Berlin - Der CSU-Bundestagsabgeordnete Norbert Geis hat die Rede von Bundespräsident Christian Wulff zur Deutschen Einheit als “wirklich große Rede“ gelobt, korrigiert aber eine Passage.

Alles in allem habe der Bundespräsident in die richtige Richtung gesprochen, sagte Geis am Montag im Deutschlandfunk.

Kritisch setzt er sich aber mit der Passage Wulffs zur Integration und dem Islam auseinander. Wulff hatte am Sonntag unter anderem gesagt, Deutschland habe eine christlich-jüdische Geschichte. Aber auch der Islam gehöre heute zu Deutschland. Diese Aussage sei “ein wenig missverständlich“, sagte der Abgeordnete.

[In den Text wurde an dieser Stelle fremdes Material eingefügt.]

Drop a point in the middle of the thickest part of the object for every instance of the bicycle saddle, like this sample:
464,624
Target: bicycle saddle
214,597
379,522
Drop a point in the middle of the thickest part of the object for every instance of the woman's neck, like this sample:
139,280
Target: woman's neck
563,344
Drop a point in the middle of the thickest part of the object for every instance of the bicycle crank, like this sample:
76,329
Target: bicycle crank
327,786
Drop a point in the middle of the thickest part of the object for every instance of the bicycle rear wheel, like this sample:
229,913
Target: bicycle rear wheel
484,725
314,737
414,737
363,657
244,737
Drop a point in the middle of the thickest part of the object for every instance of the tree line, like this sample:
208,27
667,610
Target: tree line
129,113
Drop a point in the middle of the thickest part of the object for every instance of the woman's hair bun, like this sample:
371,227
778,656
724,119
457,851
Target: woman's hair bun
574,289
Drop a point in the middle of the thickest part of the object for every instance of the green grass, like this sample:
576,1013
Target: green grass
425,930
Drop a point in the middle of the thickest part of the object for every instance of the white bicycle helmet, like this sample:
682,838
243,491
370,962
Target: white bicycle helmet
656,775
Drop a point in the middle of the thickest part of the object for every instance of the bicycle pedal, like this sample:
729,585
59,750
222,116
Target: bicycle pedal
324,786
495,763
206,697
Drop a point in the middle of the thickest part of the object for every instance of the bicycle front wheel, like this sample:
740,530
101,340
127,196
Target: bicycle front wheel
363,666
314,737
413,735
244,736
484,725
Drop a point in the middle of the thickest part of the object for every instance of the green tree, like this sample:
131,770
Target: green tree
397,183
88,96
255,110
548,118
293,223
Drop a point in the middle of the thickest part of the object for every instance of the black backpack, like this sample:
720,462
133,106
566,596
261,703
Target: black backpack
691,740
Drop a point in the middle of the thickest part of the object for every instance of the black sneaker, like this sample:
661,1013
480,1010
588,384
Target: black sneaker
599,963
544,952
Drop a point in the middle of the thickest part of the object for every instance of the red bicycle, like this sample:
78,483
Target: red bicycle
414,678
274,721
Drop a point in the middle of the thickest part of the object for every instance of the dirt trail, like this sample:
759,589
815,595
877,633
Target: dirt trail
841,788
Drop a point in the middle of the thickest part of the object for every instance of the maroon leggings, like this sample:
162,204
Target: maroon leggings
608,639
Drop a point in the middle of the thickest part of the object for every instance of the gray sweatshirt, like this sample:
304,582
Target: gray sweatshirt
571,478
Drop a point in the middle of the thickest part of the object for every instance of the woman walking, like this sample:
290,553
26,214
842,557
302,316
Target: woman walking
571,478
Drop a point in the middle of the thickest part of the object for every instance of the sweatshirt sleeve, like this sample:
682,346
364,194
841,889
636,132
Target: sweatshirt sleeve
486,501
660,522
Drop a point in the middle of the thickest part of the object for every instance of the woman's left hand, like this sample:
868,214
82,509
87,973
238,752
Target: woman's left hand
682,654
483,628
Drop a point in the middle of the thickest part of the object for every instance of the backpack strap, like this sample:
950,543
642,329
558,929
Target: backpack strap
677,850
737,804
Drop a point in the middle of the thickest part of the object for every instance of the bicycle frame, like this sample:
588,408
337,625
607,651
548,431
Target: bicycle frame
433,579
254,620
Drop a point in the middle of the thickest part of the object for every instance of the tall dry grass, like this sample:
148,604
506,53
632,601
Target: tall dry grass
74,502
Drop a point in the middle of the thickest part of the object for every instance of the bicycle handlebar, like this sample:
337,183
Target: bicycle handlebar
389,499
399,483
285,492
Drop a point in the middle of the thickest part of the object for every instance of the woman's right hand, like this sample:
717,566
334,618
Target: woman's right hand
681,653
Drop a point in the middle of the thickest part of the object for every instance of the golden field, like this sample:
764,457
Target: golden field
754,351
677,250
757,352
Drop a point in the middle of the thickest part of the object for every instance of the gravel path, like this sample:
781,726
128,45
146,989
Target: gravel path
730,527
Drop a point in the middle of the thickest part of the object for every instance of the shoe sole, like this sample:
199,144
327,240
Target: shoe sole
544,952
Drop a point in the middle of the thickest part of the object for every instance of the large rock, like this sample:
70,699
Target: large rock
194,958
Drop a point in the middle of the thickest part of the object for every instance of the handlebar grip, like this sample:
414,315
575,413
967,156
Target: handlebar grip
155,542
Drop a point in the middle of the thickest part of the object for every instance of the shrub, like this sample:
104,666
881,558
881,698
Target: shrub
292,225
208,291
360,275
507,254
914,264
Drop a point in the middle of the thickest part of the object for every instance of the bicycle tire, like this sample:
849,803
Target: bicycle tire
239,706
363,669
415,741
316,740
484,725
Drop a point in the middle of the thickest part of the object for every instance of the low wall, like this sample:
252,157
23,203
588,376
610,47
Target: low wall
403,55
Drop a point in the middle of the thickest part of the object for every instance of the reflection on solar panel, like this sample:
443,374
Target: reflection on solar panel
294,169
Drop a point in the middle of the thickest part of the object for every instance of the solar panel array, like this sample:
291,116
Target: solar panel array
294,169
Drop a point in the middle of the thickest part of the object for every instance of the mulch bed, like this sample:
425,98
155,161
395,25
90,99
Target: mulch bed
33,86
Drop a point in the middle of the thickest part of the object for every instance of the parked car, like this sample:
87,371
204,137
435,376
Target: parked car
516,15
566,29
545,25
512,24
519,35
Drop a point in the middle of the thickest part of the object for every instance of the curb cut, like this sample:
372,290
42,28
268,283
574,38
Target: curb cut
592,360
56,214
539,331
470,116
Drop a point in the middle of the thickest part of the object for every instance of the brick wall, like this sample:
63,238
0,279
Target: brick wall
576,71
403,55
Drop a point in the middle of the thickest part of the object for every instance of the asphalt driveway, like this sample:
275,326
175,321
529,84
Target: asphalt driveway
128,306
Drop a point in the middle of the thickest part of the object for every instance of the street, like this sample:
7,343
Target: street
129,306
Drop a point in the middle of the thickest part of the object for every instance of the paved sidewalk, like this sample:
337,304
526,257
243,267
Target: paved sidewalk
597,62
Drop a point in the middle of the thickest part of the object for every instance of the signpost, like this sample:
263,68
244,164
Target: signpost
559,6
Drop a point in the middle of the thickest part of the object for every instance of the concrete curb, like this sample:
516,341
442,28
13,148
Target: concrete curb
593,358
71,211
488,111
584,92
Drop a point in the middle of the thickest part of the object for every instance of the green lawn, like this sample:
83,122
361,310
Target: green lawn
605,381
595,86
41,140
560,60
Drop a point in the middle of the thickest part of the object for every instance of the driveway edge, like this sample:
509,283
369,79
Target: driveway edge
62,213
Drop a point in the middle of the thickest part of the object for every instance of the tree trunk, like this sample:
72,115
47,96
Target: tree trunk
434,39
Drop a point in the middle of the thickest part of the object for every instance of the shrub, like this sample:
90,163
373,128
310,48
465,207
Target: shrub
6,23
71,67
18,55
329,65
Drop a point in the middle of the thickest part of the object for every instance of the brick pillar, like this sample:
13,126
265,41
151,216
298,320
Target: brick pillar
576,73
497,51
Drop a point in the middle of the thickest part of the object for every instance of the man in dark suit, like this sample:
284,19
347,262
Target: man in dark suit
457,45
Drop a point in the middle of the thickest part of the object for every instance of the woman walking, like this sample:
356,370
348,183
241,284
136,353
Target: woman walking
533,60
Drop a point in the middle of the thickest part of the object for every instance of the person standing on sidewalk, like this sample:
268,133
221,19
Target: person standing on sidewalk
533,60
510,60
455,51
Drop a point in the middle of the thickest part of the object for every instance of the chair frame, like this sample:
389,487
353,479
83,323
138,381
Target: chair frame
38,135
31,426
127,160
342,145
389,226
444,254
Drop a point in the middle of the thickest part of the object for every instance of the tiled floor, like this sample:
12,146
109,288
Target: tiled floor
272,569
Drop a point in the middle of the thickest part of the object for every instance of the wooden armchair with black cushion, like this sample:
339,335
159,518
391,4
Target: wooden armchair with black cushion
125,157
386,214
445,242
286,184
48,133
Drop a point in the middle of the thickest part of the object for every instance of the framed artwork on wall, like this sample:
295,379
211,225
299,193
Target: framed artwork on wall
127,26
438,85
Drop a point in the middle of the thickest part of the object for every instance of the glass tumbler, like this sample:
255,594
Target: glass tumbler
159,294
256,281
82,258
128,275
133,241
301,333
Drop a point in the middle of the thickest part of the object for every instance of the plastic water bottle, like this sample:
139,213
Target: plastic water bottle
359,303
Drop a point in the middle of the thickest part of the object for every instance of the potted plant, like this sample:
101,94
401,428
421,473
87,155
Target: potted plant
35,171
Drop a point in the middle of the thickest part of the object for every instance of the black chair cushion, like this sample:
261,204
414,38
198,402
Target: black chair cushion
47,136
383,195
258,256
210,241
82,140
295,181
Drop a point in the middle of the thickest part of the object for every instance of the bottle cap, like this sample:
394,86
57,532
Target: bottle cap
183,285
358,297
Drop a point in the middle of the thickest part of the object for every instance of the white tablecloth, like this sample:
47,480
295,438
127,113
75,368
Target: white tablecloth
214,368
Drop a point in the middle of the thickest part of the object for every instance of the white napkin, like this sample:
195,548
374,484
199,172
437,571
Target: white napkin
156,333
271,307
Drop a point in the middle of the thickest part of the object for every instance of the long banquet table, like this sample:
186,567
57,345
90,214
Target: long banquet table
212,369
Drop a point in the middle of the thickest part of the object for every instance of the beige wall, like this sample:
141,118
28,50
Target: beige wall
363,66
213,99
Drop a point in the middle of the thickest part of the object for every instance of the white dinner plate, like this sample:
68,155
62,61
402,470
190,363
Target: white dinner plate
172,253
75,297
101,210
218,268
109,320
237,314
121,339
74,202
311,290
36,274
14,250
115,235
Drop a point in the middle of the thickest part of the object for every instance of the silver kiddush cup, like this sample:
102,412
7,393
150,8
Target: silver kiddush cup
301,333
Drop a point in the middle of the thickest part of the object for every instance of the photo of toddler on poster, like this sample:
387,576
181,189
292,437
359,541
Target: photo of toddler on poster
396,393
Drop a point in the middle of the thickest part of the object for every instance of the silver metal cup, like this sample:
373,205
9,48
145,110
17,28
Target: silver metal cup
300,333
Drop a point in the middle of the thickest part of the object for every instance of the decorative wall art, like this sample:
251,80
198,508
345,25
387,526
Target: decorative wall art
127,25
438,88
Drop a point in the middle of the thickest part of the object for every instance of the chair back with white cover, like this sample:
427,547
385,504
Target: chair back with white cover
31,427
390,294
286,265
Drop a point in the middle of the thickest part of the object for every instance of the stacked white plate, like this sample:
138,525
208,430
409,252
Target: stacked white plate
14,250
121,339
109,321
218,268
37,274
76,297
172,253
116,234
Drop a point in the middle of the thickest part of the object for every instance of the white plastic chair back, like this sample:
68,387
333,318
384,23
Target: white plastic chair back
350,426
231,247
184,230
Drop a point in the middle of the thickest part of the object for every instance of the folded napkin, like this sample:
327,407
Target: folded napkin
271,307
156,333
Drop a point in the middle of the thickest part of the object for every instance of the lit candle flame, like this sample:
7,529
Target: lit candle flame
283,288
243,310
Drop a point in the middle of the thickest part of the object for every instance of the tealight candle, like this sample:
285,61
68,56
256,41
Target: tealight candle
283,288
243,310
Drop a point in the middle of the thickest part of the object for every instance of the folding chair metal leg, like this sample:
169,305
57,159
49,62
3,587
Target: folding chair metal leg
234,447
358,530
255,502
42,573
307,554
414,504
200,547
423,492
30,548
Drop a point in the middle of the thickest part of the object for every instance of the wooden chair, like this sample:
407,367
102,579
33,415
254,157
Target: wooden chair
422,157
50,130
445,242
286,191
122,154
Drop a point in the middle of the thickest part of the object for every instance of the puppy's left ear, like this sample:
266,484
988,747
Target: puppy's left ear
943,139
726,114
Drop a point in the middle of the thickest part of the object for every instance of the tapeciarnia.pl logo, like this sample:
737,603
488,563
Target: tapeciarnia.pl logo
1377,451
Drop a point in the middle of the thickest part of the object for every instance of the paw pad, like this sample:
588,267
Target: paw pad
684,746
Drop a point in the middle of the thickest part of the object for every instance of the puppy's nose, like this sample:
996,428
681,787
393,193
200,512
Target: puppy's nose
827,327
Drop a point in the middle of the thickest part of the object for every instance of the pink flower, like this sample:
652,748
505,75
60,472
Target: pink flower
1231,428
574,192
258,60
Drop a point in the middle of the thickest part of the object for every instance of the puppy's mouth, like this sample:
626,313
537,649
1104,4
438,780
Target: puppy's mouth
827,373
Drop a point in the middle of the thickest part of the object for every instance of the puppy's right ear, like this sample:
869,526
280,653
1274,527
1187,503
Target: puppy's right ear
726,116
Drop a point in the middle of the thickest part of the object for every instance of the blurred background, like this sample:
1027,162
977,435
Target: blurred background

Es wäre nicht damit einverstanden, wenn Wulff gemeint hätte, dass der Islam wie das Judentum und das Christentum zu Deutschland gehöre. So könne man die Aussage deuten, Wulff sage das aber nicht. Eine solche Gleichsetzung “wäre falsch und realitätsfern“, sagte Geis. Realität sei aber, dass der Islam mit über vier Millionen Muslimen in Deutschland da sei.

Geis sagte, Wulff fordere die Muslime dazu auf, sich nach den Regeln der abendländischen Kultur zu richten. Das sei die große Aufgabe der Integration. Erst wenn dies gelungen sei, “kann man sagen, dass der Islam zu Deutschland gehört“.